Thursday, September 22, 2005

 

A Call to Spritual Orthodoxy


Every one that drinketh of this water shall thirst again: but whosoever drinketh of the water that I shall give him shall never thirst; but the water that I shall give him shall become in him a well of water springing up unto eternal life. Jn 8:13-14


The powerful scriptural message of embracing the completely fulfilling spirit of Christ was delivered by Jesus to a Samaritan woman. The Samaritans were the descendants of the remnant Jews who had stayed behind during the Babylonian captivity of the upper class Jews. The Samaritans had built their own temple and had developed traditions and practices no longer entirely like those the upper class Jews had maintained while detained in Babylon. When the descendants of the well-to-do Jews returned they came to Jerusalem to build a new temple and they found peoples in Israel whom they rejected as being insufficiently observant and unscriptural in their Judaism and they labelled them unclean people with whom one should avoid communication.

Peter Akinola the Archbishop of Nigeria has similarly withdrawn communion with Canterbury and the Episcopal Church in the United States. He regards the failure of the House of Bishops of the Church of England and of ECUSA to condemn homosexuality outright to be sufficient grounds to call them unclean and consequently he has cut off connection. Akinola has recently even gone so far as to have all mention of the See of Canterbury eliminated in the Anglican Church in Nigeria.
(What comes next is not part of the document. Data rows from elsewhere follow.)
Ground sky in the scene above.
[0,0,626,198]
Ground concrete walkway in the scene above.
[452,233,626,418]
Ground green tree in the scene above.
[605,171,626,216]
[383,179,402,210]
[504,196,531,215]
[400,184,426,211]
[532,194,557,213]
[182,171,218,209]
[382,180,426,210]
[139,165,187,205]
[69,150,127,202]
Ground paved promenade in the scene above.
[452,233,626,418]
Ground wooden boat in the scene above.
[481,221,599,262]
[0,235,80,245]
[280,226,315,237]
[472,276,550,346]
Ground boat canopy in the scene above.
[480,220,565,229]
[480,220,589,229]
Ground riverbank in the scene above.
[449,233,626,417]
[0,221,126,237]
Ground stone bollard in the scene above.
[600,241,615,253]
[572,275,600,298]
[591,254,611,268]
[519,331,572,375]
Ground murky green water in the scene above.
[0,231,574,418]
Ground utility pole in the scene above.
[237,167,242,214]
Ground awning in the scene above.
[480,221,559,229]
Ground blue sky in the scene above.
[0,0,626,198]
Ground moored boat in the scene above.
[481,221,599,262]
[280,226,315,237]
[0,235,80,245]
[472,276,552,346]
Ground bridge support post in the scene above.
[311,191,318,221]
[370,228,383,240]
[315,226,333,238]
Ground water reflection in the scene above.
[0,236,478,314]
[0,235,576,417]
Akinola has missed Christ's message to the Samaritian woman. It's appropriate in our daily lives to concern ourselves bout material and immediate issues such as the ills of society. We must drink from the well and it will quench our thirst. But Christ has come to us to offer a deeper, more heady draught that will reach out and quench us and others for ever...to eternal life. Christ chooses one of the unclean ones to give this message to. He did not say: "Arise Samaritan woman, I have made you a proper Jew; go forth and be happy." No, instead she remained who she was, and yet she was given the spiritual water that equipped her to reach out to others. So by Jewish laws (the Jewish scriptures we know as the Old Testament) this woman was not regarded as clean, but for Christ she was good enough to receive the living water and to take that out into the community as a proclaimer of Christ. The Samaritan woman calls all the people of the town together; she is Christ's follower and she is a minister calling a people together in his name to learn of the spirit. All this happened before the Pentecost and yet it prefigured that descending of the Holy Spirit. This Samaritan woman accepted the Spirit as did the men and women gathered at that Pentecost and she is truly apostolic in her witness and in her reaching out to others.

The Christian's goal should be to emulate Christ. Christ's message is spiritual and he does not want any mistakes to be made about that. He calls all sorts of people to gather others together in his name. The disciples were horrified that Jesus spoke to a Samaritan and a woman at that. She was a powerful and faithful servant, just as she was. We need to make sure we can hear Christ's spiritual message clearly. If we try to block out voices because they do not conform to our preconceived ideas about what kinds of things are right and wrong, then we will be behaving like those who rejected Christ's message. Faithfulness to the spiritual message is an absolute and not a relative demand. We can't just say 'I will not listen to Christ's message here because this man or woman is unclean in my eyes.' The message of Christ is strong spiritual water and like the Samaritan woman it can be magnified through voices we might not be expecting. Do not bother with the water that will leave you thirsty again. Drink of that deeper spiritual well that will quench you unto everlasting life. If the spirit is there, it will well up and be available to others. It's a travesty of Christianity to relativise the spirit and to reject the spirit when Christ offers. We need to be radical in our spiritual orthodoxy, and we must resist the temptation to label and reject others for our personal comfort.

Radical moral condemnation runs entirely counter to the radical spiritual orthodoxy to which Christ calls us.